The battle over Scotland’s future as part of the United Kingdom has begun. Last week, politicians on both sides of the border set out passionate arguments for and against Scottish independence. All three of Britain’s main political parties are committed to preserving the union. In a speech in Edinburgh on Feb. 15, Britain’s prime minister, David Cameron, said he would “fight with everything I have to keep our United Kingdom.”

A referendum on independence was promised by the Scottish Nationalist Party, which won a landslide in elections to the Scottish parliament last May. After much wrangling, Cameron agreed to a referendum, but on his own terms. Scotland’s first minister, SNP leader Alex Salmond, suggested a referendum might put more than one question to voters, not just offering independence, but also greater autonomy for Scotland, including greater tax raising powers. Under this watered-down version of independence, commonly known as “devo max,” Scotland would remain part of the U.K., with a single currency and defense force, but Edinburgh would control Scotland’s domestic policy and economy. A YouGov poll in January found that Scottish voters were almost 60/40 in favor of devo max, but on full independence, the figures were reversed, with 39 percent for and 61 percent against.

Cameron will only accept a straight yes-no referendum on independence. In a ploy to encourage a “no” vote, however, the prime minister has hinted that he would be willing to consider a version of devo max, but only after a referendum on independence has been lost.

Past disappointments at hollow promises from Tory prime ministers have left many Scots loath to trust Cameron’s talk of greater powers for Scotland after a no vote. Former Tory Prime Minister Alec Douglas-Home broke his promise to offer Scots a better devolution bill if they voted no in the 1979 referendum. The Thatcher government elected that same year destroyed most of Scotland’s industrial base. The introduction of a poll tax in Scotland in 1989 precipitated Margaret Thatcher’s downfall and all but destroyed the Scottish Tories. In the last 20 years, the Tories have had just one MP elected in Scotland.

The toxic image of the Tories, who dominate Britain’s current coalition government, may drive up Scottish support for independence. Scots increasingly see themselves as holding different political values and priorities from English voters. Nowhere is the difference more pronounced than in the sphere of public services. Scottish public services are based on the principle of equity and have resisted the encroachment of the market elements seen in the English health and education systems.

Furthermore, while the Cameron government insists that the only cure for Britain’s current economic ills is £18 billion of public-spending cuts, in Scotland, the SNP continues to subsidize student fees, provide free prescriptions and maintain spending on capital works.

To his critics who claim that Scotland’s comparatively generous welfare system depends on £8 billion in annual subsidy from England, Salmond counters that Scotland finances the rest of the U.K. with revenues from North Sea oil and gas. Approximately three-quarters of British fossil fuel reserves lie off the Scottish coast.
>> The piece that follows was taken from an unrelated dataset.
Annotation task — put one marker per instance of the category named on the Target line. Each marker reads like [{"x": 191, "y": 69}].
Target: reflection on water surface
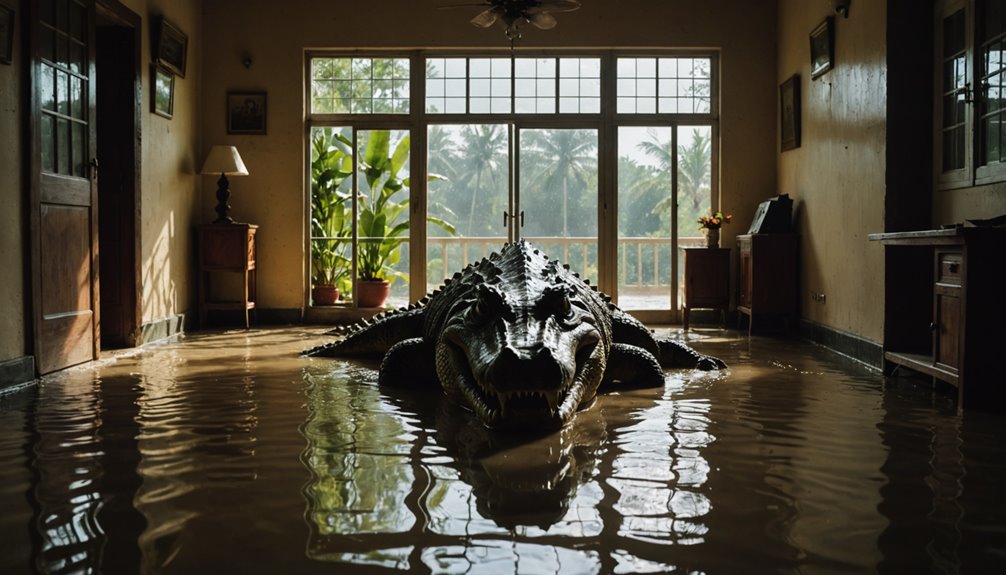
[{"x": 229, "y": 453}]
It was a Scot, Adam Smith, who wrote that economic progress must be accompanied by social progress. But England, too, has a progressive tradition and the majority south of the border would like to see Scotland’s more egalitarian welfare system extended to them. As Labour Party leader Ed Milliband has said, “the real divide” in Britain is not between Scotland and the rest of the U.K., but between “the haves and the have-nots.”

It is a common misconception that if Scotland was to become independent, the rest of the U.K. would be left with perpetual Tory governments. This is a misreading of British electoral history. In postwar elections, the Tories have only won a majority of the English vote once, in 1955. It is owing to the vagaries of the British electoral system that a 36 percent share of the vote in the 2010 general election rewarded the Tories with a 47 percent share of seats in the House of Commons. In 2010, as in most post-war elections, the majority of English voters, as well as those in Scotland and Wales, voted for parties from the progressive end of the political spectrum (the Tories received just 39.6 percent of the vote in England in 2010).
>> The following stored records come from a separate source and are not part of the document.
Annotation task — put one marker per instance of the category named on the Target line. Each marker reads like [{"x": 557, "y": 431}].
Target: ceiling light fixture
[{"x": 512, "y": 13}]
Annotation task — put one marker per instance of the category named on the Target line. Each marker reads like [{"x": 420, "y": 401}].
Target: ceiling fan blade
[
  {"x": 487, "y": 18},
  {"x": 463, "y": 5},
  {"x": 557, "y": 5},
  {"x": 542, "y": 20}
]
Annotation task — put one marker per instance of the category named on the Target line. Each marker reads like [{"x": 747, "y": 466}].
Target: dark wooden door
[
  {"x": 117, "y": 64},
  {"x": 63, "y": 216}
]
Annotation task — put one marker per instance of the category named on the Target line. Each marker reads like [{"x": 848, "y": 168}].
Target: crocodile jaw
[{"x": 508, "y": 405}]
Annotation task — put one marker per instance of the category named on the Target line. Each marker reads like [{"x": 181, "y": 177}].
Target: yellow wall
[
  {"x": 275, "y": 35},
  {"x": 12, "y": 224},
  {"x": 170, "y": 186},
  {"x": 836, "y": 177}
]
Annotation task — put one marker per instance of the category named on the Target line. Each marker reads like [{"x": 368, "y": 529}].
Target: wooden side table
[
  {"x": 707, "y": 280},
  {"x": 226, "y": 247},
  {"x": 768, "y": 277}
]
Scotland’s referendum on independence presents U.K. voters with an opportunity for a proper debate on the future of British democracy. The progressive majority who despair at the growing gap between rich and poor, the marketization of public services and the capture of the state by corporate interests must form alliances based on new models of political participation, which in turn deliver a sustainable and equitable economy. Only then will the U.K. be saved, in more ways than one.

Tina Burrett is an assistant professor of International Relations at Temple University, Japan.